Mankind is the pinnacle of God’s creation and the focus of His plan to create a divine Family to inherit all things! (See our article “Prepare to Inherit the Earth!” beginning on page 22.) And it will always play an important role in God’s plan, even as the glorified Family of God spreads through the universe. For God’s word promises that, after His plan of salvation is complete and the creation is purified and cleansed of sin, God will establish “new heavens and a new earth, in which righteousness dwells” (2 Peter 3:10–13).

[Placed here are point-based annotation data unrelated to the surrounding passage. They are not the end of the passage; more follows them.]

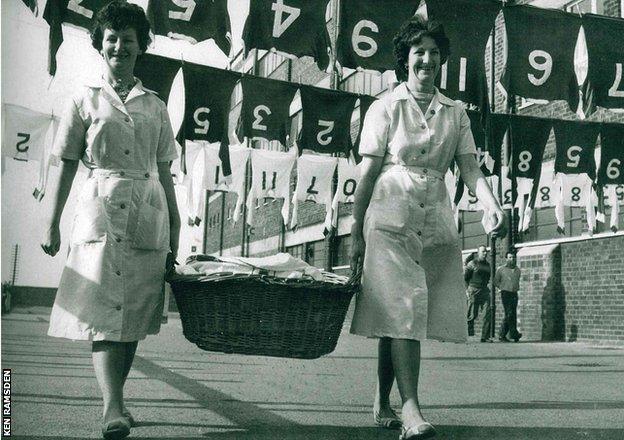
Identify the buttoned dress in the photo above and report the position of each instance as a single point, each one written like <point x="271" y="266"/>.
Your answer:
<point x="112" y="286"/>
<point x="412" y="279"/>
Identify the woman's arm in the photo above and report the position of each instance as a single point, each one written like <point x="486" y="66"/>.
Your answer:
<point x="475" y="181"/>
<point x="370" y="168"/>
<point x="51" y="240"/>
<point x="164" y="175"/>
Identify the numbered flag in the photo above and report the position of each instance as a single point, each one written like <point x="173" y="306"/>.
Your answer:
<point x="23" y="132"/>
<point x="295" y="27"/>
<point x="463" y="75"/>
<point x="348" y="179"/>
<point x="575" y="146"/>
<point x="611" y="170"/>
<point x="157" y="73"/>
<point x="528" y="140"/>
<point x="326" y="120"/>
<point x="367" y="30"/>
<point x="192" y="20"/>
<point x="270" y="177"/>
<point x="207" y="93"/>
<point x="365" y="102"/>
<point x="315" y="175"/>
<point x="605" y="49"/>
<point x="266" y="108"/>
<point x="540" y="53"/>
<point x="78" y="13"/>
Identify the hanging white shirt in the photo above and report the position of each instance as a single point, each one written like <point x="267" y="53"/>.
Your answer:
<point x="270" y="177"/>
<point x="314" y="182"/>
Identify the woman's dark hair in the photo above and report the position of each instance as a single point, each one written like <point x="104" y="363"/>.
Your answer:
<point x="119" y="15"/>
<point x="411" y="33"/>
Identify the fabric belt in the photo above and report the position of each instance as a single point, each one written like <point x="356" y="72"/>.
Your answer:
<point x="124" y="174"/>
<point x="414" y="169"/>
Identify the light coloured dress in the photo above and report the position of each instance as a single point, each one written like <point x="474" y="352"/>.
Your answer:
<point x="113" y="280"/>
<point x="412" y="281"/>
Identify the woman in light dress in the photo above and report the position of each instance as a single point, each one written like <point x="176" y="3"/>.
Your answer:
<point x="126" y="220"/>
<point x="404" y="235"/>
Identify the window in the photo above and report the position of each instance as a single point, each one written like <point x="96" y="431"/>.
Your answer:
<point x="585" y="6"/>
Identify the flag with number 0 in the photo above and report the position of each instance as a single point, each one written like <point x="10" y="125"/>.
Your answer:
<point x="192" y="20"/>
<point x="540" y="63"/>
<point x="367" y="29"/>
<point x="295" y="27"/>
<point x="326" y="120"/>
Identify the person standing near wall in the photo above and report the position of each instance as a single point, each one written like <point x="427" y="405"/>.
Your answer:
<point x="126" y="222"/>
<point x="477" y="276"/>
<point x="507" y="280"/>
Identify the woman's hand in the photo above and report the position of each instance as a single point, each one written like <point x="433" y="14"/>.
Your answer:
<point x="358" y="247"/>
<point x="499" y="221"/>
<point x="51" y="240"/>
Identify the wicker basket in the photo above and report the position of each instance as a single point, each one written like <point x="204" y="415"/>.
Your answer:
<point x="262" y="315"/>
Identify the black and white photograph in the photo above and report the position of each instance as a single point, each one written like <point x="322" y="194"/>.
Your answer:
<point x="312" y="219"/>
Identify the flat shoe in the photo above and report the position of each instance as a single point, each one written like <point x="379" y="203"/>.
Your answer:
<point x="116" y="429"/>
<point x="419" y="432"/>
<point x="393" y="422"/>
<point x="129" y="417"/>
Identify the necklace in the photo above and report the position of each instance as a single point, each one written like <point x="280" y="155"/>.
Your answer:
<point x="122" y="89"/>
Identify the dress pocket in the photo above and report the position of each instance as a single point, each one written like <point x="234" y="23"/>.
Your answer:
<point x="152" y="232"/>
<point x="90" y="222"/>
<point x="390" y="215"/>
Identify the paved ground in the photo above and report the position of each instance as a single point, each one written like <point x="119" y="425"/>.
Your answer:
<point x="473" y="391"/>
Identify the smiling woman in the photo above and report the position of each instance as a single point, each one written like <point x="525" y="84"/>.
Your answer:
<point x="126" y="221"/>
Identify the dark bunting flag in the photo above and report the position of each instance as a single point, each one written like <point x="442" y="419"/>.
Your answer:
<point x="157" y="73"/>
<point x="463" y="75"/>
<point x="207" y="94"/>
<point x="365" y="103"/>
<point x="367" y="30"/>
<point x="604" y="85"/>
<point x="193" y="21"/>
<point x="611" y="171"/>
<point x="266" y="108"/>
<point x="575" y="145"/>
<point x="296" y="27"/>
<point x="528" y="141"/>
<point x="77" y="13"/>
<point x="326" y="120"/>
<point x="540" y="53"/>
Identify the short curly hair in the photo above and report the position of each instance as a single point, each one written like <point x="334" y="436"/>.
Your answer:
<point x="119" y="15"/>
<point x="411" y="33"/>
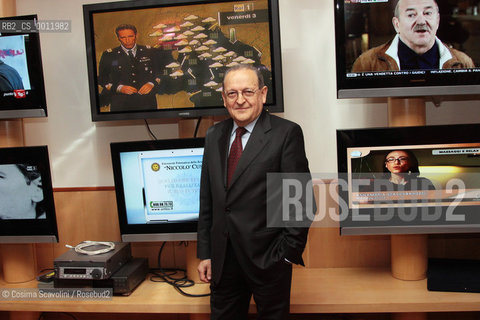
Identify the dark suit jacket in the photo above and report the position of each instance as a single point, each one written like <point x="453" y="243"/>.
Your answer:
<point x="238" y="212"/>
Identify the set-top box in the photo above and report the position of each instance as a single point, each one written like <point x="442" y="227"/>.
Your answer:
<point x="73" y="265"/>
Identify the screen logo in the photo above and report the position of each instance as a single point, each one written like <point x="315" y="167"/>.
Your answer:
<point x="19" y="93"/>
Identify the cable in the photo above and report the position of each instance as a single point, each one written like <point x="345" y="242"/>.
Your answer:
<point x="167" y="275"/>
<point x="197" y="126"/>
<point x="149" y="130"/>
<point x="79" y="248"/>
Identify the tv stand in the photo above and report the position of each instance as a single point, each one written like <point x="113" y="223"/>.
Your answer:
<point x="409" y="254"/>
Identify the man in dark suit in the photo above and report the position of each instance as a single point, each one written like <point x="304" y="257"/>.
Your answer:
<point x="128" y="73"/>
<point x="240" y="255"/>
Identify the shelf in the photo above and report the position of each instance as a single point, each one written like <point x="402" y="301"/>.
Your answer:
<point x="326" y="290"/>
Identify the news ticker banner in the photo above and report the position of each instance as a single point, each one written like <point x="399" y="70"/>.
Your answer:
<point x="35" y="26"/>
<point x="51" y="294"/>
<point x="435" y="198"/>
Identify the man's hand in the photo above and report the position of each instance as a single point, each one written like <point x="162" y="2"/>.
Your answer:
<point x="146" y="88"/>
<point x="205" y="270"/>
<point x="128" y="90"/>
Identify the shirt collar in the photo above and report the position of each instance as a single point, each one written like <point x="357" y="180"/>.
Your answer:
<point x="410" y="60"/>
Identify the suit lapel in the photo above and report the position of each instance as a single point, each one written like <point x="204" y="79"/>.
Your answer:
<point x="257" y="141"/>
<point x="223" y="144"/>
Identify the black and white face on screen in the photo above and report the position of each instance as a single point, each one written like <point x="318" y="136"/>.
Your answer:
<point x="27" y="209"/>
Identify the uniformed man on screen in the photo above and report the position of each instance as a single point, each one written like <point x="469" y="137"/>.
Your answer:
<point x="416" y="46"/>
<point x="128" y="73"/>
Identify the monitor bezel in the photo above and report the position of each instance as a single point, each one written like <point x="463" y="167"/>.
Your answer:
<point x="35" y="105"/>
<point x="89" y="10"/>
<point x="31" y="230"/>
<point x="184" y="231"/>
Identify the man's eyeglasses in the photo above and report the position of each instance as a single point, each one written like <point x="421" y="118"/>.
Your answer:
<point x="399" y="159"/>
<point x="246" y="93"/>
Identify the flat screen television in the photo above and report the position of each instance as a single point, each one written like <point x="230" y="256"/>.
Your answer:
<point x="27" y="209"/>
<point x="179" y="53"/>
<point x="409" y="179"/>
<point x="22" y="89"/>
<point x="361" y="25"/>
<point x="157" y="184"/>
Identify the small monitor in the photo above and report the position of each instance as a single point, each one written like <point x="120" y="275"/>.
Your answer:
<point x="22" y="89"/>
<point x="409" y="179"/>
<point x="27" y="210"/>
<point x="157" y="184"/>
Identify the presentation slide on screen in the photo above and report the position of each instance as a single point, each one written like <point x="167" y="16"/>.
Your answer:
<point x="420" y="175"/>
<point x="162" y="186"/>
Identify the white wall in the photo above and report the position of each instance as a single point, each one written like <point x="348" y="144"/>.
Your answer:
<point x="79" y="148"/>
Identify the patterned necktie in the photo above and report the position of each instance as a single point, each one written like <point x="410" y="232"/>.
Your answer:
<point x="235" y="153"/>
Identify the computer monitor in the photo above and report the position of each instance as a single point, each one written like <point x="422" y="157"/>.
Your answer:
<point x="157" y="184"/>
<point x="27" y="209"/>
<point x="22" y="89"/>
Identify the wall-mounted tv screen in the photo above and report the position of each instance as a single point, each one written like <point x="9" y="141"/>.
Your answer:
<point x="409" y="179"/>
<point x="22" y="90"/>
<point x="27" y="209"/>
<point x="152" y="59"/>
<point x="407" y="48"/>
<point x="157" y="184"/>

Famous scientist Carl Sagan once reflected on a photograph taken by the space probe Voyager 1 when it was approximately 3.7 billion miles from Earth. The picture was part of a single mosaic of six of the eight planets of the solar system—a unique and remarkable “Family Portrait” of our local collection of worlds, in which each planet appears as a miniscule point of dim light in the darkness of space. Commenting on the lonely “pale, blue dot” that Earth represented there in the vast blackness, Sagan wrote, “Our posturings, our imagined self-importance, the delusion that we have some privileged position in the universe, are challenged by this point of pale light. Our planet is a lonely speck in the great enveloping cosmic dark. In our obscurity—in all this vastness—there is no hint that help will come from elsewhere to save us from ourselves” (Pale Blue Dot, p. 7).
The thought is a humbling one, but fundamentally flawed, as well. For when we consider the Great God who created that pale, blue dot—this rare and beautiful oasis, crafted by the hand of a Creator who has big plans for its inhabitants—then there is more than a “hint of help.” There is the assurance of a God who loves us.
Indeed, there is no place like home.